Mitochondrial disease has been recognized in humans and horses as an occasional cause of muscle disease. Mitochondria are important in cells because they serve as the energy-producing organelle, and mitochondrial disease affects energy metabolism. It is believed that vitamin E deficiency leads to a reversible oxidative stress affecting the mitochondria with resulting weakness.

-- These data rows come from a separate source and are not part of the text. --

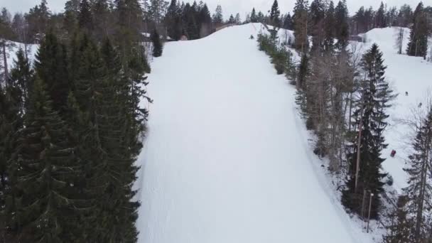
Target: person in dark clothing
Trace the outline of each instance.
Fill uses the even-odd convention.
[[[395,156],[395,155],[396,155],[396,150],[393,149],[393,150],[392,151],[392,153],[390,153],[390,156],[391,156],[392,158],[394,158],[394,156]]]

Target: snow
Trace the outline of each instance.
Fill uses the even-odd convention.
[[[295,88],[249,38],[260,28],[167,43],[152,63],[139,242],[373,242],[310,149]]]
[[[364,35],[367,43],[362,45],[362,49],[364,51],[373,43],[378,44],[384,53],[384,64],[387,65],[387,79],[394,90],[399,94],[389,111],[389,125],[384,134],[389,146],[383,151],[383,157],[387,158],[383,168],[393,177],[393,188],[400,193],[407,185],[408,178],[403,168],[411,152],[409,144],[411,141],[410,139],[415,135],[412,126],[406,125],[403,120],[413,118],[412,110],[420,102],[426,107],[428,93],[431,93],[432,85],[432,63],[428,63],[422,58],[398,55],[394,48],[395,35],[398,29],[375,28],[367,32]],[[406,49],[409,36],[409,29],[405,28],[404,51]],[[409,96],[405,95],[406,92],[408,92]],[[395,158],[390,157],[392,149],[396,151]]]
[[[25,50],[24,48],[24,44],[18,43],[18,42],[14,42],[12,41],[12,43],[14,44],[13,45],[13,47],[9,48],[9,50],[7,50],[7,62],[8,62],[8,66],[9,68],[12,68],[14,66],[14,60],[16,60],[16,52],[19,50],[19,48],[22,48],[23,50]],[[28,53],[28,59],[33,62],[35,59],[35,55],[36,54],[38,49],[39,48],[39,45],[36,45],[36,44],[28,44],[27,45],[27,50],[29,51],[29,53]]]

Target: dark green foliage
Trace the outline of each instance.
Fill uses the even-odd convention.
[[[26,58],[23,49],[16,53],[14,68],[11,70],[11,86],[16,92],[11,96],[16,99],[16,105],[19,107],[21,115],[24,114],[26,104],[28,102],[28,91],[32,90],[33,72],[30,62]]]
[[[377,11],[375,16],[375,21],[377,24],[377,27],[378,28],[385,28],[387,27],[387,23],[385,19],[385,13],[384,9],[384,4],[382,1],[381,2],[381,5],[379,5],[379,9]]]
[[[80,29],[90,33],[93,29],[93,17],[87,0],[81,0],[78,14],[78,26]]]
[[[163,45],[162,45],[161,38],[159,37],[159,34],[156,29],[151,33],[150,38],[151,39],[151,43],[153,43],[153,56],[155,58],[161,56]]]
[[[309,49],[308,39],[308,0],[297,0],[294,7],[294,15],[293,16],[295,37],[294,47],[296,50],[303,53],[306,53]]]
[[[297,76],[297,87],[299,90],[306,89],[306,80],[310,74],[309,57],[306,53],[301,56],[301,61],[298,65],[298,73]]]
[[[380,194],[383,191],[382,179],[386,176],[381,172],[384,159],[381,158],[381,151],[387,148],[382,131],[386,127],[386,109],[389,102],[395,97],[384,79],[386,66],[384,65],[382,53],[374,44],[363,55],[361,66],[364,80],[360,80],[358,107],[354,112],[356,118],[355,127],[362,123],[360,140],[360,166],[358,185],[355,187],[355,171],[357,156],[357,141],[359,131],[353,131],[352,145],[347,154],[350,164],[350,175],[347,188],[343,191],[342,204],[350,210],[360,215],[364,214],[363,195],[370,192],[372,198],[371,217],[377,218],[381,206]],[[361,122],[360,122],[361,120]],[[367,195],[369,193],[367,193]]]
[[[220,5],[217,5],[216,7],[216,10],[215,14],[213,14],[213,23],[221,23],[224,21],[224,17],[222,12],[222,6]]]
[[[136,242],[139,103],[151,102],[143,19],[137,0],[70,0],[55,15],[43,0],[26,15],[40,46],[34,70],[20,50],[0,83],[0,241]]]
[[[383,243],[411,243],[413,240],[411,232],[413,222],[408,217],[406,207],[408,198],[400,196],[396,207],[389,215],[391,224],[387,227],[387,234],[384,237]]]
[[[325,18],[324,19],[324,50],[328,52],[334,50],[335,47],[335,5],[333,1],[330,1],[328,9],[325,11]]]
[[[292,77],[295,73],[293,53],[284,45],[276,45],[274,37],[259,34],[257,40],[259,50],[264,51],[271,58],[271,63],[274,65],[277,74],[286,73]]]
[[[336,45],[339,50],[345,50],[348,45],[350,37],[348,18],[346,0],[340,1],[335,10],[335,26],[338,26],[335,31],[335,37],[338,39]]]
[[[25,126],[8,168],[14,184],[6,197],[11,230],[22,242],[58,242],[76,239],[74,198],[79,161],[65,122],[52,109],[40,80],[34,84]]]
[[[293,18],[289,13],[288,13],[288,14],[286,15],[285,18],[284,18],[282,28],[290,31],[293,30]]]
[[[53,109],[63,116],[70,90],[66,48],[49,32],[40,43],[35,62],[36,75],[47,87]]]
[[[428,18],[423,3],[420,2],[414,14],[414,24],[411,28],[406,50],[409,55],[423,57],[426,59],[428,53],[428,38],[431,33]]]
[[[252,23],[258,22],[258,18],[256,16],[256,12],[255,11],[255,8],[253,8],[252,11],[251,12],[251,22]]]
[[[279,6],[278,1],[274,0],[271,9],[270,10],[270,21],[271,24],[274,27],[280,27],[281,26],[281,11],[279,10]]]

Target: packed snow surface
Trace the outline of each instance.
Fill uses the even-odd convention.
[[[168,43],[153,63],[139,242],[370,242],[312,163],[295,89],[249,39],[260,27]]]
[[[373,29],[364,34],[367,43],[360,44],[357,49],[364,52],[374,43],[379,45],[384,53],[384,65],[387,66],[386,78],[395,93],[399,94],[387,112],[390,116],[387,120],[389,126],[384,135],[389,146],[383,151],[382,157],[387,158],[383,168],[394,178],[394,188],[401,193],[401,189],[407,186],[408,176],[403,168],[406,166],[408,156],[412,153],[410,143],[416,135],[415,127],[408,125],[406,122],[414,119],[414,113],[424,114],[428,99],[432,99],[432,63],[422,58],[405,55],[409,39],[409,28],[404,28],[404,55],[397,54],[395,43],[399,31],[399,28]],[[422,106],[419,109],[420,103]],[[393,149],[396,154],[391,158],[390,152]]]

Special staining of sacrocaudalis (tail head) muscle biopsies from horses with vitamin E deficient myopathy revealed abnormal staining of the mitochondria in muscle cells without the changes seen in EMND. Muscle biopsies from the same muscle are used to diagnose EMND, but the special mitochondrial stains are not used because the muscle is fixed in formalin, which interferes with the special mitochondrial stain. It is not known if vitamin E deficient myopathy is a unique disease or an early, reversible stage of EMND.
Diagnosis of vitamin E deficient myopathy involves measuring vitamin E concentrations in serum and muscle, and special staining and microscopic examination of sacrocaudalis muscle biopsies. Vitamin E concentration in muscle biopsies from affected horses will be low, but serum vitamin E concentration may be low or normal.
Horses with vitamin E deficient myopathy should be treated with water-soluble, natural vitamin E supplements such as Nano-E. Affected horses recover after several weeks of supplementation and regain normal muscle mass and strength.